By that time we had already begun to employ a similar strategy aimed at redeveloping vacant industrial and commercial sites. Stakeholders were gathered together around comprehensive neighborhood revitalization plans that would increase jobs and tax ratables, expand arts and culture, increase youth programming and invigorate public spaces. HANDS acquired industrial and commercial properties for redevelopment and incubated two new community organizations to drive a revitalization vision forward. The foreclosure crisis and the economic downturn have disrupted progress, but HANDS’s pivotal role in this community is a vital piece of its resilience in the face of the current downturn.

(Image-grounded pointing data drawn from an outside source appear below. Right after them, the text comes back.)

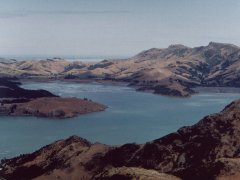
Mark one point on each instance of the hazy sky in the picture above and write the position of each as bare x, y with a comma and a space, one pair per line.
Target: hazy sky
113, 27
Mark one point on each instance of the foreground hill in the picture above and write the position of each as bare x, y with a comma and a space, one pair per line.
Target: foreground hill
16, 101
171, 71
206, 150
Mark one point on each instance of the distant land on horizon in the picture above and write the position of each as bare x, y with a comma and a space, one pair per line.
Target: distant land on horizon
172, 71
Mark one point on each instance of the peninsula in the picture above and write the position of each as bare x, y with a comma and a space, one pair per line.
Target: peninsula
206, 150
16, 101
172, 71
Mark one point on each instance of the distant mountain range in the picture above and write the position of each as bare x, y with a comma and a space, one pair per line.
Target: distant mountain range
171, 71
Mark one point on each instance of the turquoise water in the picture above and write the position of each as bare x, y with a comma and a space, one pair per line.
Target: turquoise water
131, 117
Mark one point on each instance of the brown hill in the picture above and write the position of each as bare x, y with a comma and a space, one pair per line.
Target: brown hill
206, 150
170, 71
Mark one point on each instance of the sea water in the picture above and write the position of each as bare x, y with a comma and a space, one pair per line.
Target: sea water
131, 117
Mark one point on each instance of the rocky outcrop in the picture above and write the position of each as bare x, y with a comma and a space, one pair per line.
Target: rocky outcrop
129, 173
206, 150
54, 107
17, 101
11, 89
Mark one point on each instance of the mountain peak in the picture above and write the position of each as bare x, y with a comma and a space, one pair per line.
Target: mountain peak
177, 46
221, 45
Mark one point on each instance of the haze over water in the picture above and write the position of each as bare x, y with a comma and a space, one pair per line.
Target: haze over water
131, 117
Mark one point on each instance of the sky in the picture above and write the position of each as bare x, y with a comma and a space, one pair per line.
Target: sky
113, 28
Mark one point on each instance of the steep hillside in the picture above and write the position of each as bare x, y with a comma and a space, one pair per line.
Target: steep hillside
171, 71
206, 150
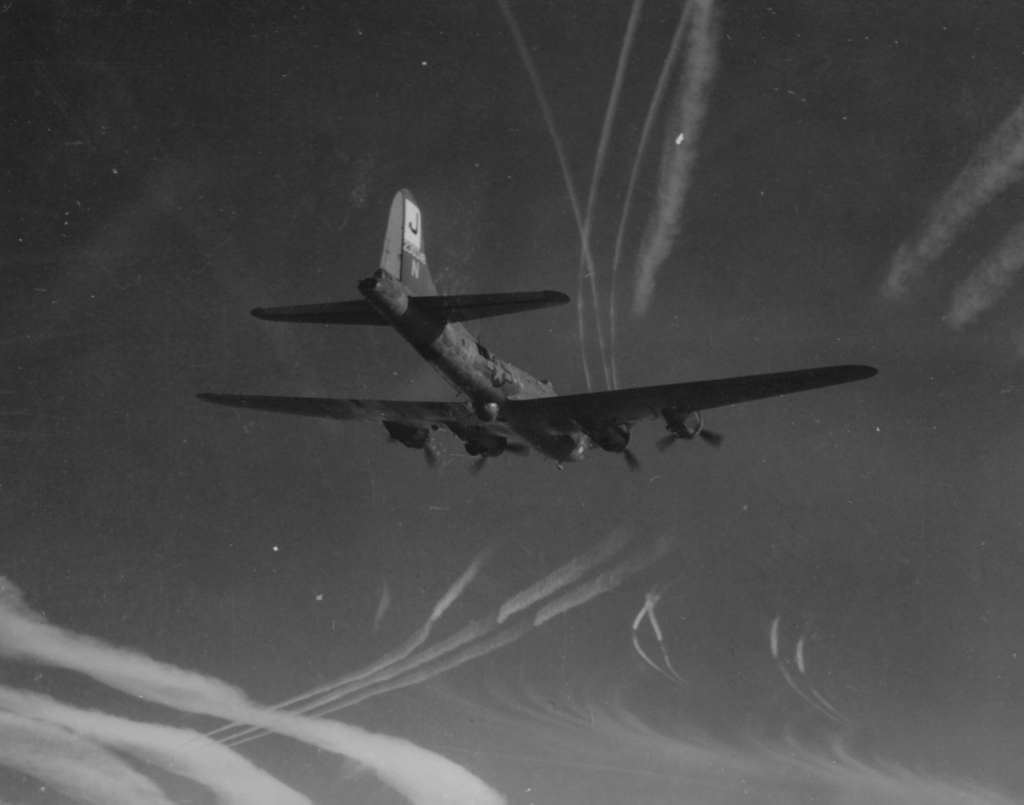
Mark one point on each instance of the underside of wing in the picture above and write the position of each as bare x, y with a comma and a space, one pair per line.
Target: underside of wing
632, 405
367, 410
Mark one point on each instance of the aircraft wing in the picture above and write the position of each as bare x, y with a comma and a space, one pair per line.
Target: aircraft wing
370, 410
627, 406
464, 307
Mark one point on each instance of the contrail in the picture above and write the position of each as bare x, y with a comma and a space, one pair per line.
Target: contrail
477, 646
423, 776
989, 282
680, 153
602, 151
73, 765
648, 126
390, 659
549, 118
232, 778
607, 581
567, 574
363, 685
993, 167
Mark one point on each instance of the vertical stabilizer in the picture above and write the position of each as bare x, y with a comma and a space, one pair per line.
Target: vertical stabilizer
403, 256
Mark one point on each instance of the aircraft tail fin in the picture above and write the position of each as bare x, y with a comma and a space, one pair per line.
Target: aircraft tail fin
404, 257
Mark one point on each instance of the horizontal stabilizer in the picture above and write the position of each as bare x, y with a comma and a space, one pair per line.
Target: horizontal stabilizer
442, 308
355, 312
470, 306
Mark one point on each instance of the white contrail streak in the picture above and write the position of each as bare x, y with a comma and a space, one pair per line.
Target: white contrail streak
472, 636
567, 574
648, 126
549, 119
989, 282
347, 682
424, 777
993, 167
599, 159
232, 778
439, 657
73, 764
607, 581
678, 158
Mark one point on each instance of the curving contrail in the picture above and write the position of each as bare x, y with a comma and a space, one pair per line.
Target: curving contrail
483, 636
72, 764
549, 119
989, 282
680, 152
648, 126
994, 166
423, 776
595, 181
349, 681
232, 779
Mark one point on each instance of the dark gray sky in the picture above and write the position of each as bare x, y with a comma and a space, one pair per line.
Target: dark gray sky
169, 166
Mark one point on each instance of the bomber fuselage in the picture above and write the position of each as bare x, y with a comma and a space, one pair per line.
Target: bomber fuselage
487, 381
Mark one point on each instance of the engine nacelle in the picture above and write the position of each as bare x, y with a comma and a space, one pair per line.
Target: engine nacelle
613, 438
485, 445
685, 424
487, 412
410, 435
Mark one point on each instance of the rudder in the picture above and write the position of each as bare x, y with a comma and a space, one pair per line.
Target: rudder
404, 257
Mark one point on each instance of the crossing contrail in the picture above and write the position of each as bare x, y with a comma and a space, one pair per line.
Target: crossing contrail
680, 153
994, 166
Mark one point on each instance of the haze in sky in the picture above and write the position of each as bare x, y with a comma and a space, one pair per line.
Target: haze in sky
825, 608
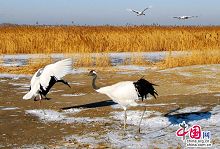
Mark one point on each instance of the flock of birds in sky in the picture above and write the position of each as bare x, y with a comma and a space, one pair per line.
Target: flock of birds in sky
125, 93
141, 13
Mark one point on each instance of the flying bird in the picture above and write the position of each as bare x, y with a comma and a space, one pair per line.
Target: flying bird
126, 93
185, 17
44, 79
140, 13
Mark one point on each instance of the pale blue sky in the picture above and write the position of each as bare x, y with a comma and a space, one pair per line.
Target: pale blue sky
113, 12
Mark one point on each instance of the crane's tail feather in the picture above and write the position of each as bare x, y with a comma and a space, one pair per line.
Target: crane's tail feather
144, 88
28, 96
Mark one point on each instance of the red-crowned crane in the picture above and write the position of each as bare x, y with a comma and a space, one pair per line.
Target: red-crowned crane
44, 79
126, 93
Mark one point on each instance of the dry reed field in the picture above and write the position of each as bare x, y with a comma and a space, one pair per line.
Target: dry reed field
91, 39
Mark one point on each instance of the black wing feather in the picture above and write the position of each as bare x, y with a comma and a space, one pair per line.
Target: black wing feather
144, 87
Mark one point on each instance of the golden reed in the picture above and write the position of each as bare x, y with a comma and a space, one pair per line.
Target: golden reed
89, 39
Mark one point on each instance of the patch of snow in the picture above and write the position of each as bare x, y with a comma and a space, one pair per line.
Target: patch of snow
20, 84
72, 110
73, 95
79, 71
3, 80
217, 95
190, 109
8, 108
55, 91
61, 117
132, 67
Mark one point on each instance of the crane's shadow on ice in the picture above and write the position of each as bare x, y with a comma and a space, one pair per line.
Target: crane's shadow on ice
92, 105
188, 117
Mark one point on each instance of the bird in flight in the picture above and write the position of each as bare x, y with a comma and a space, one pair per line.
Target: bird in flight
185, 17
140, 13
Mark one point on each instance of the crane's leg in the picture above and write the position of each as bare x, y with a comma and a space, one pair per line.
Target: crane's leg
40, 96
139, 126
125, 119
64, 82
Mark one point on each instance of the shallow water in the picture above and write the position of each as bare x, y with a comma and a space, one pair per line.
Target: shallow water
79, 117
115, 58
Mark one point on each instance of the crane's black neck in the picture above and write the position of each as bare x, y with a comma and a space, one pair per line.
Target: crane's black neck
94, 82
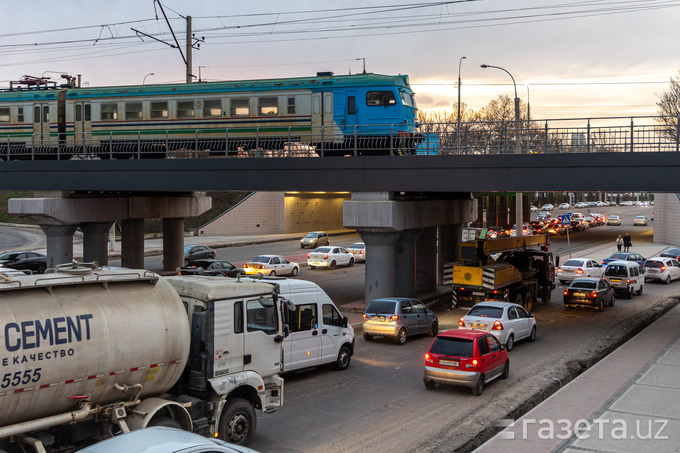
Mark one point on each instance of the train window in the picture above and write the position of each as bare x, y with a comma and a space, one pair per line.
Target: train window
133, 110
159, 110
380, 98
212, 108
268, 106
185, 109
109, 111
240, 107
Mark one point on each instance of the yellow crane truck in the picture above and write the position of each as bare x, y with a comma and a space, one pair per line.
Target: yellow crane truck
514, 269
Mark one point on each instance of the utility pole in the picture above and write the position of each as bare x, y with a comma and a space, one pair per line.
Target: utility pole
189, 47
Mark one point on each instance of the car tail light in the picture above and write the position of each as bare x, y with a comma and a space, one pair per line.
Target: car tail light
471, 363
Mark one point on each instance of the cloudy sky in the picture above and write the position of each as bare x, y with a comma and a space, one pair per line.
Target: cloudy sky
569, 58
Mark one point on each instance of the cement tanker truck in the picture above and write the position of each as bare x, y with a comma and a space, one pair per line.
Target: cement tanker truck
87, 353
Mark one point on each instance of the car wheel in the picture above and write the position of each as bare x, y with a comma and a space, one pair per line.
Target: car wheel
510, 343
401, 336
479, 388
506, 370
532, 335
238, 421
344, 357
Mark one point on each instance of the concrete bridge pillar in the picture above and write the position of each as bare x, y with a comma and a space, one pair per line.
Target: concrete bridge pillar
173, 243
132, 243
94, 242
405, 264
59, 243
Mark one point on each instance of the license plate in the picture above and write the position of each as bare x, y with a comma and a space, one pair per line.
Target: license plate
449, 362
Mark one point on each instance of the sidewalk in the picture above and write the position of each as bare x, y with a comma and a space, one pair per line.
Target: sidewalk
627, 402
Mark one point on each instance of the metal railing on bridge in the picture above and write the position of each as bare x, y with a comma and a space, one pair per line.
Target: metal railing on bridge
587, 135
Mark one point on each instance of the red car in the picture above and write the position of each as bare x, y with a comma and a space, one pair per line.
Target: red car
470, 358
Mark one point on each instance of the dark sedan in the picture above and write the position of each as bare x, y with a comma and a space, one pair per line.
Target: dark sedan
213, 267
589, 292
32, 261
197, 252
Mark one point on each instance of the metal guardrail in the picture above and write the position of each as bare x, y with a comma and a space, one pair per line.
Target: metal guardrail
638, 134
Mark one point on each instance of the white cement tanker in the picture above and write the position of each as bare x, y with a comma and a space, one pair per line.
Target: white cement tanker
87, 353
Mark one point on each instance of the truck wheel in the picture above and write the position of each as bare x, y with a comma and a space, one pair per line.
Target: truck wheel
238, 422
344, 357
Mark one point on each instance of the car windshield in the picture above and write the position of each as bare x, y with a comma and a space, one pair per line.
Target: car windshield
381, 306
487, 312
583, 284
456, 347
616, 270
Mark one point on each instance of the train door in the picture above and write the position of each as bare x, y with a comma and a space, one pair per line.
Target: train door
82, 122
322, 114
41, 124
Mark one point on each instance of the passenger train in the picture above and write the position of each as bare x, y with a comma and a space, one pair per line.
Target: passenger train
330, 114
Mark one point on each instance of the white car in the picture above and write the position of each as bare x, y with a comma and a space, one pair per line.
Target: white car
662, 268
271, 265
613, 220
358, 249
640, 220
506, 321
579, 267
329, 257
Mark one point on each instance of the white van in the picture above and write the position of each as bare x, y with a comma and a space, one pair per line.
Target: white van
625, 277
319, 334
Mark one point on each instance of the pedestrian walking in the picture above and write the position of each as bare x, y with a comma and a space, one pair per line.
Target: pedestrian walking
627, 244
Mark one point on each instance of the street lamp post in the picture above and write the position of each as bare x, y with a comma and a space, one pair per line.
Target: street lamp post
519, 218
458, 129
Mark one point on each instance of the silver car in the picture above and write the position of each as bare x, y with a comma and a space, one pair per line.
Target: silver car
399, 317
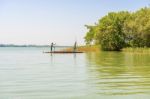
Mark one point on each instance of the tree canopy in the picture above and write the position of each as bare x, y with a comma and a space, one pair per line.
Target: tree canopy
121, 29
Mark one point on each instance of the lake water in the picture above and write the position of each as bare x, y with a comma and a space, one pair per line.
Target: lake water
28, 73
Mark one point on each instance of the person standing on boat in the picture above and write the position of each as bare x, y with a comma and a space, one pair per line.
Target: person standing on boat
52, 45
75, 47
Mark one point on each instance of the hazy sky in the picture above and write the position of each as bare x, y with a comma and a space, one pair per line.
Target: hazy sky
59, 21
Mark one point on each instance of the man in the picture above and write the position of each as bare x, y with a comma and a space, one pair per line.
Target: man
52, 45
75, 47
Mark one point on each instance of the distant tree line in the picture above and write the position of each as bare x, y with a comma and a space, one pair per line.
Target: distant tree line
121, 29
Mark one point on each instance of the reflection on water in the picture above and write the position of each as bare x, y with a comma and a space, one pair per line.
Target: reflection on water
120, 73
27, 73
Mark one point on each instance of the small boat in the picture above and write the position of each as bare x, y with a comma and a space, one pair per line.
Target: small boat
63, 52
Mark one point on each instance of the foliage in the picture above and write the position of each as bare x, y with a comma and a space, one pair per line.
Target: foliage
121, 29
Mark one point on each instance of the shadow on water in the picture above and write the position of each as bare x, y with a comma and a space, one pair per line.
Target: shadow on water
119, 73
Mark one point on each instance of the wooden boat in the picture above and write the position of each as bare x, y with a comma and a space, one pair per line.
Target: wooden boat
63, 52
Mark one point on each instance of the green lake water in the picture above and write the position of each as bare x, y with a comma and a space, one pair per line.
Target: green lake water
28, 73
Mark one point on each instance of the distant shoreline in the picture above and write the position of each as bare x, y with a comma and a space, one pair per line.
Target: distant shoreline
13, 45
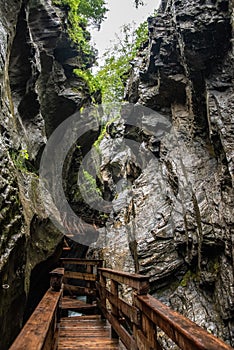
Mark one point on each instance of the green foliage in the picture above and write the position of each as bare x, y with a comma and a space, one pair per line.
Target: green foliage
138, 3
115, 72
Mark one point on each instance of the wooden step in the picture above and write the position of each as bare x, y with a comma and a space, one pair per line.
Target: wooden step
85, 332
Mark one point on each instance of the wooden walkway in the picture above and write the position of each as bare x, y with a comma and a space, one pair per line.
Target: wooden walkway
107, 320
84, 333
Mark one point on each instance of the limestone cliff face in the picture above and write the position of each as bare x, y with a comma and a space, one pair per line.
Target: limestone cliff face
37, 93
178, 226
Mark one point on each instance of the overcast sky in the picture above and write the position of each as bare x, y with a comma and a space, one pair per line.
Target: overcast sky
120, 12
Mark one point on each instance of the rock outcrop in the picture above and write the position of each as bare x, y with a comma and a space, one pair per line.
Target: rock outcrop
178, 227
38, 92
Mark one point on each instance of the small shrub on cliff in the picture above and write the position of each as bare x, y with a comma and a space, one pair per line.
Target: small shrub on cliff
114, 73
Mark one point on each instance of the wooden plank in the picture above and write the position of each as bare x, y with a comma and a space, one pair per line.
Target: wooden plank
77, 261
125, 337
34, 334
80, 276
136, 281
79, 290
128, 310
185, 333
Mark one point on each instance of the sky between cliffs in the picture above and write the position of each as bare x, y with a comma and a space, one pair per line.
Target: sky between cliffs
120, 12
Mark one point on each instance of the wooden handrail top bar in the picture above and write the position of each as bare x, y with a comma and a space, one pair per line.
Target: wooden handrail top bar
79, 261
185, 333
136, 281
35, 331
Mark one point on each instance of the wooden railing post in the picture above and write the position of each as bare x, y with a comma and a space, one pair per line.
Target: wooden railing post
114, 288
56, 277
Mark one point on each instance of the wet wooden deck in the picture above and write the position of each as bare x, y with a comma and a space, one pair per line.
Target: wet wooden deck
85, 332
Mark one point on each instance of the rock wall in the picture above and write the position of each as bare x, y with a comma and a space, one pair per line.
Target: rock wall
178, 226
38, 91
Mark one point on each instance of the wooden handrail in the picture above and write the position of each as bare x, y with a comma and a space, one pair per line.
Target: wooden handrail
138, 282
135, 322
185, 333
40, 331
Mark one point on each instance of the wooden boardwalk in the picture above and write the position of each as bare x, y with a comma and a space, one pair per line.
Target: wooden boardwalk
84, 333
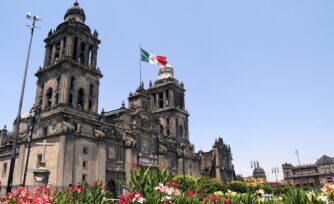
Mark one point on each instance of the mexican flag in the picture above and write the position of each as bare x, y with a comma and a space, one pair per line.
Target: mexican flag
152, 59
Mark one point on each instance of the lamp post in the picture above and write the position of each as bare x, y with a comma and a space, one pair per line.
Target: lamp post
18, 118
255, 164
183, 166
275, 170
31, 130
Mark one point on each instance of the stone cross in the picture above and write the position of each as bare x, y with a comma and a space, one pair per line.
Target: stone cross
44, 144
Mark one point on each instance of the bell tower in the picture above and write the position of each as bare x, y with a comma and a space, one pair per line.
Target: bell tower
69, 76
167, 103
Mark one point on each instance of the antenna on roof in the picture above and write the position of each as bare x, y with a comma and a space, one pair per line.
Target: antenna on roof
297, 153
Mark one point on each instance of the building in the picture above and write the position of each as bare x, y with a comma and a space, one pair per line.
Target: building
259, 176
316, 174
252, 181
259, 172
73, 143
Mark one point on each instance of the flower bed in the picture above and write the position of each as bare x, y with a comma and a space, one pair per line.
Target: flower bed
160, 187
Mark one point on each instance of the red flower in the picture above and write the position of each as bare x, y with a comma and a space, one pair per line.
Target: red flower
123, 200
190, 193
199, 193
74, 188
216, 198
81, 189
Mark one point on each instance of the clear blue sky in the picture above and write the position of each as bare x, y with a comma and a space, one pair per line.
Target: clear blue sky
258, 73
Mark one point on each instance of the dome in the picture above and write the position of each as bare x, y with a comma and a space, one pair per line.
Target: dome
259, 172
325, 160
75, 13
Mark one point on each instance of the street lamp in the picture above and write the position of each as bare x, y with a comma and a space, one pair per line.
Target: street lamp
255, 164
275, 170
183, 165
18, 118
31, 130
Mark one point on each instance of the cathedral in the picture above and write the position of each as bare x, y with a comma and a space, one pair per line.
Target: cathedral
69, 142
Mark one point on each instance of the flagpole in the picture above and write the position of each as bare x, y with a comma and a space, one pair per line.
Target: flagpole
139, 65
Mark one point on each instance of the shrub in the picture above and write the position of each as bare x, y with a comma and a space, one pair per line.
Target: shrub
187, 182
208, 185
238, 186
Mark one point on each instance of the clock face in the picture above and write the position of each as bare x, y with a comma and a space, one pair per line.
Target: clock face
77, 18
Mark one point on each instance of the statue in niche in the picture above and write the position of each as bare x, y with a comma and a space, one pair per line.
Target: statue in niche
99, 133
68, 127
129, 141
162, 149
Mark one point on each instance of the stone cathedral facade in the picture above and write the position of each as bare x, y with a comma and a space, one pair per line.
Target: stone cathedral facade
74, 143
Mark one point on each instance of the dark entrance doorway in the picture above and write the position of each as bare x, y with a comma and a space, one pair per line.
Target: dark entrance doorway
111, 187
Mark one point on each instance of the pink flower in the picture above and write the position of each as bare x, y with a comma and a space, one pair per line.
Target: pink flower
36, 189
190, 193
74, 188
81, 189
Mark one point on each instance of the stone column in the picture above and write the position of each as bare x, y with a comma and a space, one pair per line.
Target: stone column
47, 56
129, 161
61, 49
61, 161
218, 176
78, 50
157, 101
171, 98
86, 55
101, 162
53, 54
69, 46
64, 91
94, 57
164, 99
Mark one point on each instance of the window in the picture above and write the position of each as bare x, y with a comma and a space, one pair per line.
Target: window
74, 54
84, 177
111, 153
161, 129
181, 131
57, 98
70, 100
154, 100
167, 99
82, 53
45, 131
42, 88
161, 100
85, 150
4, 169
90, 105
49, 98
40, 163
91, 87
81, 98
72, 83
58, 81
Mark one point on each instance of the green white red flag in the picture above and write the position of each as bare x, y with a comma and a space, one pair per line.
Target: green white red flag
152, 59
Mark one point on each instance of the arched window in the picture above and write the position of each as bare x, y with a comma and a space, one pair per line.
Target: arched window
90, 105
70, 100
72, 83
80, 98
49, 97
181, 131
161, 129
58, 81
57, 98
91, 87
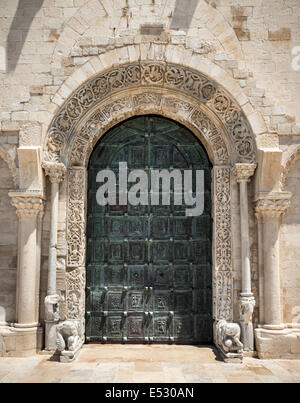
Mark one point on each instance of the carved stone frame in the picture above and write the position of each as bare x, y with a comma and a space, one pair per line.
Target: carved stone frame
171, 91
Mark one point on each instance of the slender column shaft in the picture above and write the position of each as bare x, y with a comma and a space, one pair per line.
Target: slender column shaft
273, 311
269, 209
246, 269
29, 210
56, 173
243, 173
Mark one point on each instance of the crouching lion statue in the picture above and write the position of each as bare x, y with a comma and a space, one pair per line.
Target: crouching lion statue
228, 336
67, 336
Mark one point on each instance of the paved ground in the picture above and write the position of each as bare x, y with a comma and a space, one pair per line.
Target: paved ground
146, 364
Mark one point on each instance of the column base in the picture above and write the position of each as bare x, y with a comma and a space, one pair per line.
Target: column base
19, 342
277, 343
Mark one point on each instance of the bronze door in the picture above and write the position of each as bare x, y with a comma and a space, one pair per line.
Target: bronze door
149, 274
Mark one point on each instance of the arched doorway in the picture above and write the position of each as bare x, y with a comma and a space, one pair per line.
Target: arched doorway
149, 268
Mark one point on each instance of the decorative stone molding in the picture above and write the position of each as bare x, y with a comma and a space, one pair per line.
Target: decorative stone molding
288, 166
55, 171
11, 165
273, 205
161, 75
243, 172
120, 107
222, 279
27, 204
76, 218
227, 336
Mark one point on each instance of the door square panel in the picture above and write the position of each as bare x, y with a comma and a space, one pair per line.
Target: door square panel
183, 328
137, 154
163, 301
161, 276
115, 301
161, 251
183, 301
182, 228
114, 276
137, 252
137, 276
135, 327
136, 301
115, 252
114, 327
162, 327
182, 277
137, 227
181, 252
160, 156
97, 246
160, 228
115, 227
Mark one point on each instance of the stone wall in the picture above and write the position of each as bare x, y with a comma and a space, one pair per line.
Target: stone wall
8, 247
290, 258
52, 46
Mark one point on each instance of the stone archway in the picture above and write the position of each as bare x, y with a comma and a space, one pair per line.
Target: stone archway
168, 90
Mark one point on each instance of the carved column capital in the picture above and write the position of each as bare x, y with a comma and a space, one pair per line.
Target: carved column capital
27, 204
55, 171
272, 205
243, 172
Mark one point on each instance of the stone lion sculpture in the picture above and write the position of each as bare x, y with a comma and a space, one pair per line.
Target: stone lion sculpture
67, 336
228, 336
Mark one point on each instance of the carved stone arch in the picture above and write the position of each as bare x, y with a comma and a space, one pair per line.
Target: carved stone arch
140, 88
11, 165
166, 103
292, 160
140, 75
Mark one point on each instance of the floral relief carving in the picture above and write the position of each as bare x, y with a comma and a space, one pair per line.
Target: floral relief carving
223, 283
156, 74
76, 218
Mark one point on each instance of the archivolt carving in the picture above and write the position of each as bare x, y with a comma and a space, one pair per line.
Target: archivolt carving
223, 283
168, 76
110, 113
76, 218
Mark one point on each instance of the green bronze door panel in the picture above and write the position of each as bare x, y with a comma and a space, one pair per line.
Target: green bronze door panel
148, 267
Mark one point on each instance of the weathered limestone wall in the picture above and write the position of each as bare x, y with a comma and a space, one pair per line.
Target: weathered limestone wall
290, 251
8, 247
52, 46
49, 39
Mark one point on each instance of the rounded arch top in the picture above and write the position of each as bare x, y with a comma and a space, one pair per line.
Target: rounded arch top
137, 88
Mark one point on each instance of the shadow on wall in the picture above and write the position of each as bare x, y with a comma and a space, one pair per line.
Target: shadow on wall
22, 21
183, 15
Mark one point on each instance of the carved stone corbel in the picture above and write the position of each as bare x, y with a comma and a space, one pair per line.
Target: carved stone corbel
68, 340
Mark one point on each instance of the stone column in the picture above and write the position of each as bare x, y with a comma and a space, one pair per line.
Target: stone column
270, 208
242, 174
56, 173
30, 207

Admittedly, there were moments when HANDS’s “small scale” was a disadvantage. But we handled that with partnerships. At one point we had taken on one too many complex sites and couldn’t possibly handle the redevelopment and build out. After completing all the environmental, zoning, flood management, and redevelopment approvals for a four-acre (220-unit) site, we brought in private sector partners to develop it with us. Beyond that site, we will work with those same partners to develop more sites in that area. While we would have preferred working with nonprofits, none fit the bill as suitable partners for the project.
The Future of CDCs
There is skepticism about the value of CDCs, even among the people who care deeply about urban revitalization. Some of that is deserved, because so many organizations have been reluctant to take the risks associated with leadership within their communities. If those organizations and their supporting partners are prepared to commit themselves to assuming leadership, playing a catalytic role, and employing the strategies that will yield measureable impact, then CDCs will have claimed their rightful place in the movement for livable, more equitable cities. If not, then support will continue to erode and supporting those organizations will become that much harder.